Talking to Laurence at my local roasters (York Coffee Emporium) about decaf and to paraphrase, it isn't as nice as normal coffee - plus it tends to catch fire in the roaster as the beans are really dry.

Anyone have any opinions on decaf coffee beans or should I go back to decaf tea?


----------



## MikeHag (Mar 13, 2011)

Two decafs from hasbean are great when they are available. Unleaded blend, and colombia el meridiano.


----------



## DoubleShot (Apr 23, 2014)

Rave Sparkling Water Decaf

Union Decaf

Not tried either but read comments suggesting they're not bad.


----------



## Mr O (Jan 14, 2015)

I'm in the same boat - 04:15 alarm... Still wanna drink coffee. I've been looking at hasbean and rave but not ordered yet.


----------



## jeebsy (May 5, 2013)

I've had Rave, Has Bean and Nude decaffs before - passable in milk but they do taste slightly odd as espresso.


----------



## Sk8-bizarre (Jan 22, 2015)

^ fully agree with Jeebsy on this and I am a later night decaf drinker but soon as the caff is off its over to cappuccinos from espresso.

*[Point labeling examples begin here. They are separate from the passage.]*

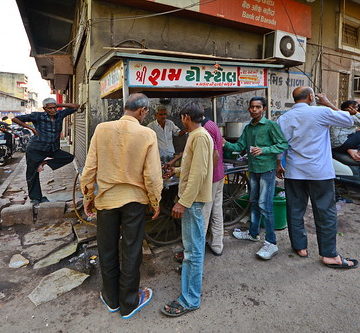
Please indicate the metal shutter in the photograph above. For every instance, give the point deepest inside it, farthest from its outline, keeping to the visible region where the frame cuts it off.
(80, 123)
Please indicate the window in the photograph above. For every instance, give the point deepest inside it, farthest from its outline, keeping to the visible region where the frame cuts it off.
(349, 34)
(357, 84)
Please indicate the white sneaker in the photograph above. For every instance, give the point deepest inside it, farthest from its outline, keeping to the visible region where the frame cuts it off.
(237, 233)
(267, 251)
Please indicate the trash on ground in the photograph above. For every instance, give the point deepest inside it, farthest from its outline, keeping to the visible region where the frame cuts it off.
(56, 284)
(17, 261)
(49, 232)
(61, 188)
(77, 258)
(84, 232)
(55, 257)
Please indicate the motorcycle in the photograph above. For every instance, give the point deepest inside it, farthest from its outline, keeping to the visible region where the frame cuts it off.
(22, 137)
(347, 173)
(7, 143)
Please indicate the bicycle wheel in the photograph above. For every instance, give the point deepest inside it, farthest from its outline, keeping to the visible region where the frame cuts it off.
(165, 229)
(234, 209)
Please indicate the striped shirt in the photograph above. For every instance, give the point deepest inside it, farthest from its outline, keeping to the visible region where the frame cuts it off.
(49, 130)
(213, 130)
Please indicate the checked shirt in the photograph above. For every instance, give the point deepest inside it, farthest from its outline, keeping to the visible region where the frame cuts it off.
(49, 130)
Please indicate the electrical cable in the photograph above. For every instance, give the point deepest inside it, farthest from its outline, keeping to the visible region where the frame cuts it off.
(292, 25)
(103, 19)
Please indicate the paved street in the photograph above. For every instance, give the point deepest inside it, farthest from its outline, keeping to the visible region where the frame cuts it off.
(240, 292)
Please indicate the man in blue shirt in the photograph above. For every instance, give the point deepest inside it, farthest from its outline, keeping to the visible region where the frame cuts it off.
(45, 143)
(310, 173)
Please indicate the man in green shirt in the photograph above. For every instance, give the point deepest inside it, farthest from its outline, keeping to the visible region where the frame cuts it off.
(263, 141)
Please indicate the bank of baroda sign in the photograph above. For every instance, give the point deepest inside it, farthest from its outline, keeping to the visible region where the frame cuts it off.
(182, 75)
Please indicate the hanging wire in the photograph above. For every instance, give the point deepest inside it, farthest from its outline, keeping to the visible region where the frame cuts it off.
(135, 17)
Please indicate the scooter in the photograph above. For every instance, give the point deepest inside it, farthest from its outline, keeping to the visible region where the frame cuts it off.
(22, 137)
(7, 143)
(347, 171)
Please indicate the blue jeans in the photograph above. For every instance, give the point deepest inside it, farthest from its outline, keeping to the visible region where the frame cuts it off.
(262, 188)
(193, 238)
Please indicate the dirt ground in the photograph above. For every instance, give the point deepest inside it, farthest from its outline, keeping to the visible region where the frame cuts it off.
(240, 292)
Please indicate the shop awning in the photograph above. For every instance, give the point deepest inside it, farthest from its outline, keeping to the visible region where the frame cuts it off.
(174, 76)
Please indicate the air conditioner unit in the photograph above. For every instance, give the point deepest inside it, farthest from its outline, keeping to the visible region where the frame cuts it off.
(284, 45)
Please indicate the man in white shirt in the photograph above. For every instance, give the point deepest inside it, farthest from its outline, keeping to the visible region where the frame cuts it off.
(165, 129)
(309, 173)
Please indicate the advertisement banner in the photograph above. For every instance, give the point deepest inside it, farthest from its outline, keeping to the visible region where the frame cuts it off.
(179, 75)
(112, 80)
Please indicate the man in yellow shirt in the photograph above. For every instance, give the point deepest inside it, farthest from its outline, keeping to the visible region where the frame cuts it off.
(195, 188)
(123, 160)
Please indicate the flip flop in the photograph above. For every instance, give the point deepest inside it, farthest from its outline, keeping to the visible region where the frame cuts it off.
(179, 256)
(297, 253)
(142, 302)
(344, 263)
(175, 309)
(112, 310)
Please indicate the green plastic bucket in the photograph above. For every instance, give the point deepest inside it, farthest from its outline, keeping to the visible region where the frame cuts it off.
(279, 209)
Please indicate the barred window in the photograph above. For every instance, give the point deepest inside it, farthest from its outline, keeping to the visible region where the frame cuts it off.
(357, 84)
(350, 35)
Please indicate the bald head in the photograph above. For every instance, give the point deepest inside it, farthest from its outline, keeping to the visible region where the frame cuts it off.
(303, 95)
(136, 102)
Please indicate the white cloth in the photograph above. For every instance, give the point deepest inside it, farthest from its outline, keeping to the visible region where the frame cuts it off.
(165, 136)
(213, 216)
(307, 130)
(339, 135)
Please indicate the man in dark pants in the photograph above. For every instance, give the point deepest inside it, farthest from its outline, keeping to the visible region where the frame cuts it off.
(310, 173)
(124, 161)
(45, 143)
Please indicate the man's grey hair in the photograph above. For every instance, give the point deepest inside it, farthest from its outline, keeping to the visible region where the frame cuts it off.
(49, 100)
(136, 101)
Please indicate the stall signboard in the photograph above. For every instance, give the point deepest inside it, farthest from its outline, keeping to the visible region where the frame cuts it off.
(112, 80)
(182, 75)
(286, 15)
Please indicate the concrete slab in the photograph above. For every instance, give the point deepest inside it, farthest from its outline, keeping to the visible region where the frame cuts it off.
(84, 232)
(48, 233)
(56, 256)
(48, 212)
(17, 214)
(4, 203)
(39, 251)
(9, 243)
(56, 284)
(17, 261)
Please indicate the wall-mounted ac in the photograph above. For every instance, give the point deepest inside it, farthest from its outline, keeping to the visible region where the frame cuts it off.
(284, 45)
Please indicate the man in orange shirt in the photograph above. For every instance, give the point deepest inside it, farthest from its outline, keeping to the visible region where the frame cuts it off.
(124, 161)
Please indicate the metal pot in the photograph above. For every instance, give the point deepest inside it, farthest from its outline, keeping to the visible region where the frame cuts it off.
(233, 129)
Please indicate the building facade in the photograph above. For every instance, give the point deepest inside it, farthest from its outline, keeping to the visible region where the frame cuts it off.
(296, 42)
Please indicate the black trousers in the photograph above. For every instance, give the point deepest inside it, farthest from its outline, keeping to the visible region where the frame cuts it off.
(352, 142)
(33, 160)
(121, 284)
(322, 196)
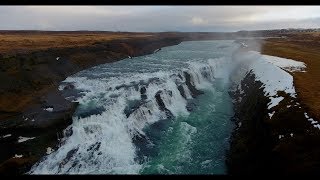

Tried about five beans from diffo roasters all rated highly. Still doing the same.


----------



## Mr O (Jan 14, 2015)

That's why I've been hanging off buying. I kinda got the idea that it's best to drink em in milk or not at all.. And I don't like milk


----------



## garydyke1 (Mar 9, 2011)

HB - Both the Guat and Columbia decafs are killer


----------



## Rhys (Dec 21, 2014)

Definitely have to have mine with milk or Americano with a drop of milk and sugar. The Illy stuff has a dark liquorice edge to it that's completely different to the coffee I'm drinking at the minute.


----------



## NickdeBug (Jan 18, 2015)

I drink quite a bit of decaf and agree with above: Rave, HB and Union are all pretty good, but generally as a longer, milky drink. Rave decaf as flat white has lots of chocolate and butterscotch.

as espresso there is a slightly odd aftertaste and they lack the complexity of the full octane stuff.

You might want to grind a little finer as well. The sweet spot on decaf beans seems to be smaller than regular so grind is very important. A bit of a pain if you are swapping between the two unless you have two grinders.


----------



## Sk8-bizarre (Jan 22, 2015)

Mr O said:


> That's why I've been hanging off buying. I kinda got the idea that it's best to drink em in milk or not at all.. And I don't like milk


This may kinda put a stop to you ever even trying them I reckon then Mr O. The obvious and logical thinking is they lose something in decaffination process I suppose.

I have tried all the decaf beans I've bought as an espresso shot and fiddled a bit with weights, times, grind but never got past that ewwww it's not quite right point in comparison to most caff beans that I have tried (bar one, and I think that was my grinder limitations) and found a sweet spot I'm happy with with them quite easily.


----------